Another Washington corruption case figured in Montana's primary, where GOP Sen. Conrad Burns sought the nomination for a fourth term. After his ties to disgraced lobbyist Jack Abramoff became known, Burns saw his popularity fall, and Democrats John Morrison, state auditor, and state Senate President Jon Tester jumped into the race.

California Gov. Arnold Schwarzenegger faced no major competition for the GOP nomination, while state Treasurer Phil Angelides and Controller Steve Westly fought a close and nasty contest for the Democratic nomination that left many voters dismayed.

In Iowa, the retirement of Democratic Gov. Tom Vilsack set off a scramble for the Democratic nomination, with early returns showing a very tight race. Republican Rep. Jim Nussle had no primary competition.

But California's special election drew particular attention, largely because polls showed Democrat Francine Busby with significant support against Republican former Rep. Brian Bilbray.

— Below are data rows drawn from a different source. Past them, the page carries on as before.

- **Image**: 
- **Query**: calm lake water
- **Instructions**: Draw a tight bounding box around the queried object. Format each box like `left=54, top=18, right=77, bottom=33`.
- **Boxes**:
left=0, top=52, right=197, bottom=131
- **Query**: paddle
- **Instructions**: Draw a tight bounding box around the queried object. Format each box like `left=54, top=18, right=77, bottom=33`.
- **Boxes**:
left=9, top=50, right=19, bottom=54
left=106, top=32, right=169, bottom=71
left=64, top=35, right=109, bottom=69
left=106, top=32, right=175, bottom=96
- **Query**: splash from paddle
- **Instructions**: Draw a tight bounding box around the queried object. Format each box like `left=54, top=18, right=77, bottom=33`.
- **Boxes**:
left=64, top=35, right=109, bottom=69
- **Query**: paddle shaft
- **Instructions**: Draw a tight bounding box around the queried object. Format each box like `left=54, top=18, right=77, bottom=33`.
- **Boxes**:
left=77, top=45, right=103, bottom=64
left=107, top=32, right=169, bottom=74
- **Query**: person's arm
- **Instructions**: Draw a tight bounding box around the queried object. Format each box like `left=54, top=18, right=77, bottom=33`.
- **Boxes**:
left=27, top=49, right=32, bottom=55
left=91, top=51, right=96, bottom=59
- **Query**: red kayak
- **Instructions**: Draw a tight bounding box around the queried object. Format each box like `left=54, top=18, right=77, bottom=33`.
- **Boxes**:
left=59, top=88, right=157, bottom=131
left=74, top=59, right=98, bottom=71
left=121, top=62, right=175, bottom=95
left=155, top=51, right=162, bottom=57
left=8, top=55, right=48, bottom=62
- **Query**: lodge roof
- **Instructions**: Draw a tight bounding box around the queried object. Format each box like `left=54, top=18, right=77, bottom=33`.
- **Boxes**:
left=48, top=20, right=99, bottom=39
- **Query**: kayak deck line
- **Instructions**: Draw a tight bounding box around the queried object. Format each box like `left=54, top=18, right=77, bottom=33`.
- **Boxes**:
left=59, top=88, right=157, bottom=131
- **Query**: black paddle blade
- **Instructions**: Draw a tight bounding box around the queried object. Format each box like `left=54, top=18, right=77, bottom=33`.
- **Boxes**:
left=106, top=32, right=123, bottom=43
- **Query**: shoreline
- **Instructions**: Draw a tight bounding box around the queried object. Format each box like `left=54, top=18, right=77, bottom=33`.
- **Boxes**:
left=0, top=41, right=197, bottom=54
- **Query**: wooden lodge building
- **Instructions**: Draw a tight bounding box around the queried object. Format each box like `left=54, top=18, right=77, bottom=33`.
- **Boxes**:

With national polls showing deep dissatisfaction with Congress, President Bush and the war in Iraq, Democrats hoped to score a victory and build momentum for the fall midterm elections.

Among the House incumbents facing primary challenges Tuesday were GOP Rep. Richard Pombo and hawkish Democratic Rep. Jane Harman, both of California.

A few races brought back some familiar names:

— Jerry Brown — the former California governor, presidential candidate and current Oakland mayor — sought the Democratic nomination for attorney general.

— Chuck Espy, a state lawmaker and nephew of Mike Espy, Mississippi's first black congressman since Reconstruction, lost his primary challenge to Democratic Rep. Bennie Thompson, as expected.

George C. Wallace Jr., son of the former Alabama governor, was trailing in the GOP primary for lieutenant governor to Luther Strange, a Birmingham attorney.

— Hollywood director Rob Reiner was the leading backer of a measure in California to create a $2.4 billion universal preschool program.